Sejarah Asal-Usul Wayang
SEJARAH
ASAL-USUL WAYANG
Asal-usul dan perkembangan wayang tidak tercatat secara akurat seperti
sejarah. Namun orang selalu ingat dan merasakan kehadiran wayang dalam
kehidupan masyarakat. Wayang akrab dengan masyarakat sejak dahulu hingga
sekarang, karena memang wayang itu merupakan salah satu buah usaha akal budi
bangsa Indonesia. Wayang tampil sebagai seni budaya tradisional, dan merupakan
puncak budaya daerah.
Menelusuri asal-usul wayang secara ilmiah memang bukan hal yang mudah.

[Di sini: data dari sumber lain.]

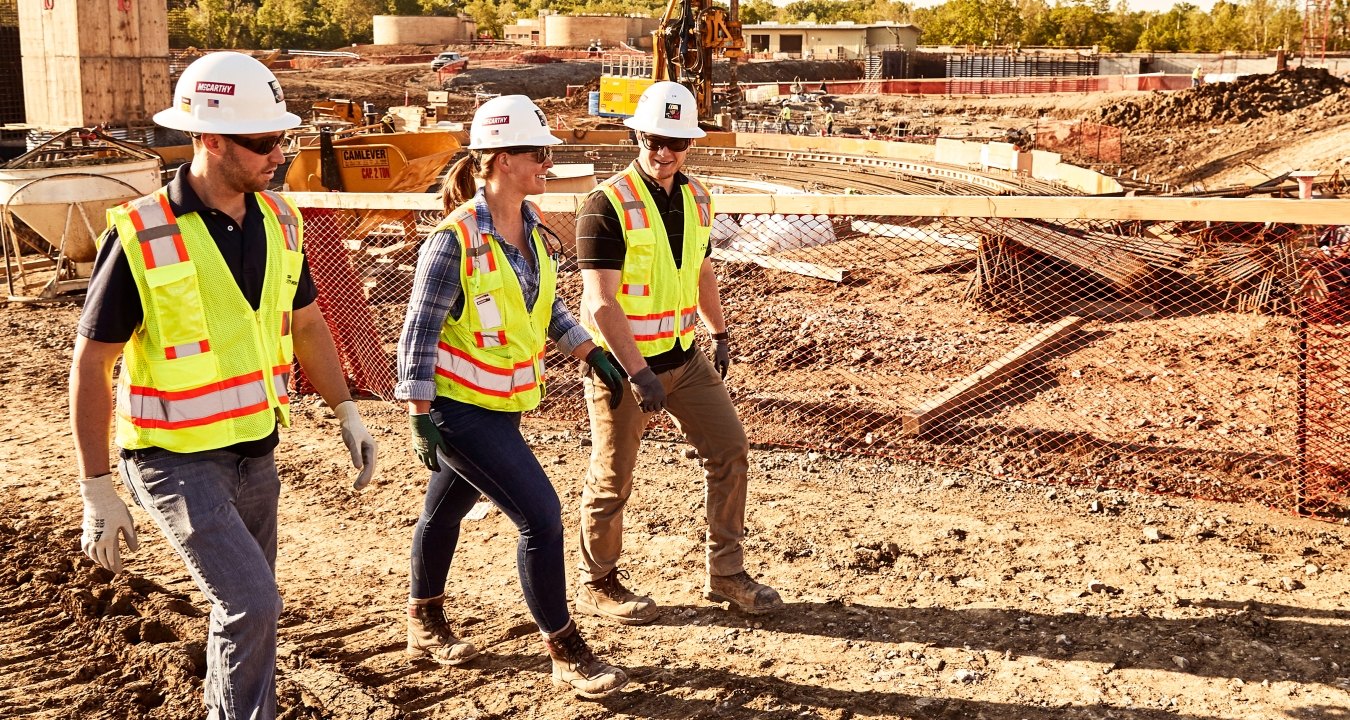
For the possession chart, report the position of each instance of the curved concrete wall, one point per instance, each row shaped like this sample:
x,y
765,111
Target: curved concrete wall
x,y
417,30
579,30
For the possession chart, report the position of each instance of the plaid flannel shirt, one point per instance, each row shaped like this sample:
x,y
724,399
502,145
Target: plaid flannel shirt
x,y
438,295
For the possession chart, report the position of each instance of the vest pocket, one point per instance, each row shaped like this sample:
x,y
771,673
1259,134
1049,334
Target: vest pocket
x,y
184,373
176,301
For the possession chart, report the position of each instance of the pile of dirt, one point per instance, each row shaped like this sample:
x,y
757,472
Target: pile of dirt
x,y
1245,99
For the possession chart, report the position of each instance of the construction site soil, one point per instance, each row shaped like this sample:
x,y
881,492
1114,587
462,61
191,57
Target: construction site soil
x,y
913,589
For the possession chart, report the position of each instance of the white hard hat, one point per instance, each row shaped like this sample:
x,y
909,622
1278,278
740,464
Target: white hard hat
x,y
230,93
668,110
509,120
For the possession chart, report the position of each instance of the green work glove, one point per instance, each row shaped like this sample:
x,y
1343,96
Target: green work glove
x,y
610,376
425,441
721,353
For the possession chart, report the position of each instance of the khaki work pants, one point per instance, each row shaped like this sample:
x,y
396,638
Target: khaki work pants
x,y
697,400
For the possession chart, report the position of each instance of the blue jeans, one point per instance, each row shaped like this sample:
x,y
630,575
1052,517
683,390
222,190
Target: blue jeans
x,y
489,455
219,512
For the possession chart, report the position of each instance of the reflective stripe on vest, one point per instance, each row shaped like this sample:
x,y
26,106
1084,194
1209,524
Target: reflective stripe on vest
x,y
177,389
654,327
289,223
462,368
157,230
654,292
232,397
631,201
498,366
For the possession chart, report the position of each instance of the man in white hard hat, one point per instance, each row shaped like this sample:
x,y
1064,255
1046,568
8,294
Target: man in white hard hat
x,y
643,247
204,291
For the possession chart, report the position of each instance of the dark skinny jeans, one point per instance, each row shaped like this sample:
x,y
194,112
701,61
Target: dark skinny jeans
x,y
489,455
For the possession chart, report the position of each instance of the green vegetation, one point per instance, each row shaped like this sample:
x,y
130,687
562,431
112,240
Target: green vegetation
x,y
1242,24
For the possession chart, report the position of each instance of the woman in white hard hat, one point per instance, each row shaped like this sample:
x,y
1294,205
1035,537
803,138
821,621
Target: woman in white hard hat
x,y
470,362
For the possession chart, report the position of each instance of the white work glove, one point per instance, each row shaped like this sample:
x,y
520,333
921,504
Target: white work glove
x,y
359,442
105,518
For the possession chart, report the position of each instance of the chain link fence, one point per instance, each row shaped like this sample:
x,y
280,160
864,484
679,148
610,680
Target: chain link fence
x,y
1191,347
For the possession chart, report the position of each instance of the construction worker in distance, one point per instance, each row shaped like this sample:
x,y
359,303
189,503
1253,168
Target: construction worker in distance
x,y
204,291
470,362
644,253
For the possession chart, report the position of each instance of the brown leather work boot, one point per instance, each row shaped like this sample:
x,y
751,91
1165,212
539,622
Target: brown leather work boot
x,y
429,635
577,667
743,592
608,597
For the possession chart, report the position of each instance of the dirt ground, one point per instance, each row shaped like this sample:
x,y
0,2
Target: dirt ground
x,y
913,589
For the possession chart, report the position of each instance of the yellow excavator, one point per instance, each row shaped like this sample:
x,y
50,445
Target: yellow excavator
x,y
690,35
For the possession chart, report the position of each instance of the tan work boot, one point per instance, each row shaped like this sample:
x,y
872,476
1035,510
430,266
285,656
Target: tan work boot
x,y
577,667
429,635
608,597
743,592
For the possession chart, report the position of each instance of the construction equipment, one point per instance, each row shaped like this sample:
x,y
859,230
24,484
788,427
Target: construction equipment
x,y
690,35
371,162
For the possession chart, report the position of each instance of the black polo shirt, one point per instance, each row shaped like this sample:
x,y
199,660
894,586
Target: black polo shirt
x,y
112,308
600,243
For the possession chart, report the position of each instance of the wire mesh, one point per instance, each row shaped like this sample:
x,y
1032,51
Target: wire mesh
x,y
1194,358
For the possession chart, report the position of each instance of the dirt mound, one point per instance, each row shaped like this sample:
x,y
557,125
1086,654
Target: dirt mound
x,y
535,80
1245,99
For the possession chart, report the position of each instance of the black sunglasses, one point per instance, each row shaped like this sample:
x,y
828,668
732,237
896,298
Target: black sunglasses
x,y
542,154
656,142
261,146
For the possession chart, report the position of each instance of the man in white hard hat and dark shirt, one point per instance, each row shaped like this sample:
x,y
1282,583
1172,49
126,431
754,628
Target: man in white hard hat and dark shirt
x,y
204,292
643,247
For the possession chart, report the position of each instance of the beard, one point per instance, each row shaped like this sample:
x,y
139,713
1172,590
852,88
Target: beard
x,y
235,174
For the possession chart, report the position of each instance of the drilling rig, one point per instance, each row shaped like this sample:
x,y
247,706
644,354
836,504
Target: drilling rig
x,y
690,37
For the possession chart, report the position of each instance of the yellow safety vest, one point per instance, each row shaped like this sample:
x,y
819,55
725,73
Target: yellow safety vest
x,y
494,362
659,299
204,370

Sejak zaman penjajahan Belanda hingga kini banyak para cendekiawan dan
budayawan berusaha meneliti dan menulis tentang wayang. Ada persamaan, namun
tidak sedikit yang saling-silang pendapat. Hazeu berbeda pendapat
dengan Rassers begitu pula pandangan dari pakar Indonesia seperti
K.p.a. Kusumadilaga, Ranggawarsita, Suroto, Sri Mulyono dan
lain-lain.
Namun semua cendikiawan tersebut jelas membahas wayang Indonesia dan
menyatakan bahwa wayang itu sudah ada dan berkembang sejak zaman kuna, sekitar tahun
1500 SM, jauh sebelum agama dan budaya dari luar masuk ke Indonesia.
Jadi, wayang dalam bentuknya
yang masih sederhana adalah asli
Indonesia, yang dalam proses perkembangan setelah berseniuhan dengan
unsur-unsur lain, terus berkembang maju sehingga menjadi ujud dan isinya
seperti sekarang ini. Sudah pasti perkembangan itu tidak akan berhenti,
melainkan akan berlanjut di masa-masa mendatang.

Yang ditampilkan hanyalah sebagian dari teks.